Discovery of Latent Factors in High-dimensional Data Using Tensor Methods (1606.03212v1)

Abstract: Unsupervised learning aims at the discovery of hidden structure that drives the observations in the real world. It is essential for success in modern machine learning. Latent variable models are versatile in unsupervised learning and have applications in almost every domain. Training latent variable models is challenging due to the non-convexity of the likelihood objective. An alternative method is based on the spectral decomposition of low order moment tensors. This versatile framework is guaranteed to estimate the correct model consistently. My thesis spans both theoretical analysis of tensor decomposition framework and practical implementation of various applications. This thesis presents theoretical results on convergence to globally optimal solution of tensor decomposition using the stochastic gradient descent, despite non-convexity of the objective. This is the first work that gives global convergence guarantees for the stochastic gradient descent on non-convex functions with exponentially many local minima and saddle points. This thesis also presents large-scale deployment of spectral methods carried out on various platforms.
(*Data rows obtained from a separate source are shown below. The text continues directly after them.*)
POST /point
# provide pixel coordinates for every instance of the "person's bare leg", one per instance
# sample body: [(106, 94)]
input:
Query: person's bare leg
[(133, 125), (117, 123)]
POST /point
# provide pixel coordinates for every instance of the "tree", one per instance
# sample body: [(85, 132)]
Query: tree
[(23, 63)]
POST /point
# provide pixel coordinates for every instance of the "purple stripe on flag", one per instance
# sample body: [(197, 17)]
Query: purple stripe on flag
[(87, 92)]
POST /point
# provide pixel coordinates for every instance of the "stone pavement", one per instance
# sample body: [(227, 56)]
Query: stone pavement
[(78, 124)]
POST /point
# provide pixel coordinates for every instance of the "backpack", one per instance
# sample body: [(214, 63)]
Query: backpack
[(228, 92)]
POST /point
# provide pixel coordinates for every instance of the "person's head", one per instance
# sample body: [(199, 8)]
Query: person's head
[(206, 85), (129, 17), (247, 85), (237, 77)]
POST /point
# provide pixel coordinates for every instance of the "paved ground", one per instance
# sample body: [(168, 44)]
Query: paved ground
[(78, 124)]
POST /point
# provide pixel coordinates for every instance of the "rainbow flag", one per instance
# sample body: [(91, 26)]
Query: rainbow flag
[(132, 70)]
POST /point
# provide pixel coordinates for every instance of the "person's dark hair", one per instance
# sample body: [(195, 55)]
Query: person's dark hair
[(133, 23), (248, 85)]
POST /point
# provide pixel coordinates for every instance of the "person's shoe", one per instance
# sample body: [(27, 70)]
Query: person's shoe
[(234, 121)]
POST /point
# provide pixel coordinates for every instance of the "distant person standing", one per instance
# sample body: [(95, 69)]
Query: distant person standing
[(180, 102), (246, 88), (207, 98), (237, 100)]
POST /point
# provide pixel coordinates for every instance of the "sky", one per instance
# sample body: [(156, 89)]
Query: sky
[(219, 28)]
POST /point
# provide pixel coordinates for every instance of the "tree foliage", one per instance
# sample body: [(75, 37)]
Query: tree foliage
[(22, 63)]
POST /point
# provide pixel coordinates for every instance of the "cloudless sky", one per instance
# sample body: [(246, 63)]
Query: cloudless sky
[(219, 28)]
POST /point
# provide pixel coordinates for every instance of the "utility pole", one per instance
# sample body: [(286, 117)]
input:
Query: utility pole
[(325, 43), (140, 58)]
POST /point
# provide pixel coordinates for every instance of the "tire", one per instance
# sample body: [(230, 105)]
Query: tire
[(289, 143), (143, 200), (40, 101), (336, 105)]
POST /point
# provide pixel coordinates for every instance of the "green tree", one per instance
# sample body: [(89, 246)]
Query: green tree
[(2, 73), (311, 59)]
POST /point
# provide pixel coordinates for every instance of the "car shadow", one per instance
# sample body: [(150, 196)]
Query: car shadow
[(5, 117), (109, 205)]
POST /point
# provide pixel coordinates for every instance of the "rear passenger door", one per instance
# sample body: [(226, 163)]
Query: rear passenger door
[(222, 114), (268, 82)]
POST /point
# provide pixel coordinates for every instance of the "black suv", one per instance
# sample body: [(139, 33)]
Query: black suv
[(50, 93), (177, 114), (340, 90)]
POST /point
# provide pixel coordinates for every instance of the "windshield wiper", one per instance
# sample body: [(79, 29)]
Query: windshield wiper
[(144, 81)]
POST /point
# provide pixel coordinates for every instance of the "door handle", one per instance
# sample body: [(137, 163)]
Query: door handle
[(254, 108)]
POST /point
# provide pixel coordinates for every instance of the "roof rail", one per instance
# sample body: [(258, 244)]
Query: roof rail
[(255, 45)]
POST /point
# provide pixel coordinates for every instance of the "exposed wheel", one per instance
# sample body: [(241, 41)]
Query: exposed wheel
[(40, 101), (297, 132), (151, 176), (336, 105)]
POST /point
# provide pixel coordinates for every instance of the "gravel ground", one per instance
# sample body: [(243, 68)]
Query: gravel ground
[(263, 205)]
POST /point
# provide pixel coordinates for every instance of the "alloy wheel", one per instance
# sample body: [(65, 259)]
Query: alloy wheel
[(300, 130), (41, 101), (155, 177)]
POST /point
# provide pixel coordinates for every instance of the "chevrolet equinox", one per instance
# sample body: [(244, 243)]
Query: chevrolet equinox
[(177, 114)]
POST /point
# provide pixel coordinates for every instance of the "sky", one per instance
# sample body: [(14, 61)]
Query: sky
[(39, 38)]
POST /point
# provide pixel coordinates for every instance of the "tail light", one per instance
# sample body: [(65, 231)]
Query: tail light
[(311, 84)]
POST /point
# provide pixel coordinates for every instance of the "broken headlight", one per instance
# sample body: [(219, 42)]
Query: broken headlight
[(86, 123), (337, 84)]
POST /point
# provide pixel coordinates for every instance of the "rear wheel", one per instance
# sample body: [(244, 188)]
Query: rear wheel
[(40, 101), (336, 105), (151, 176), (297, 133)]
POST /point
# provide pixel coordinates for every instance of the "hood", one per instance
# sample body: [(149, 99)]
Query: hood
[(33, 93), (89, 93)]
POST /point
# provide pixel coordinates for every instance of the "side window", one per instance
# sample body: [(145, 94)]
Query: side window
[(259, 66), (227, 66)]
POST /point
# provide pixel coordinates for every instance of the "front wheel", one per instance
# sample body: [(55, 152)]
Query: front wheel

Dimensionality reduction techniques such as random projection are incorporated for a highly parallel and scalable tensor decomposition algorithm. We obtain a gain in both accuracies and in running times by several orders of magnitude compared to the state-of-art variational methods. To solve real world problems, more advanced models and learning algorithms are proposed. This thesis discusses generalization of LDA model to mixed membership stochastic block model for learning user communities in social network, convolutional dictionary model for learning word-sequence embeddings, hierarchical tensor decomposition and latent tree structure model for learning disease hierarchy, and spatial point process mixture model for detecting cell types in neuroscience.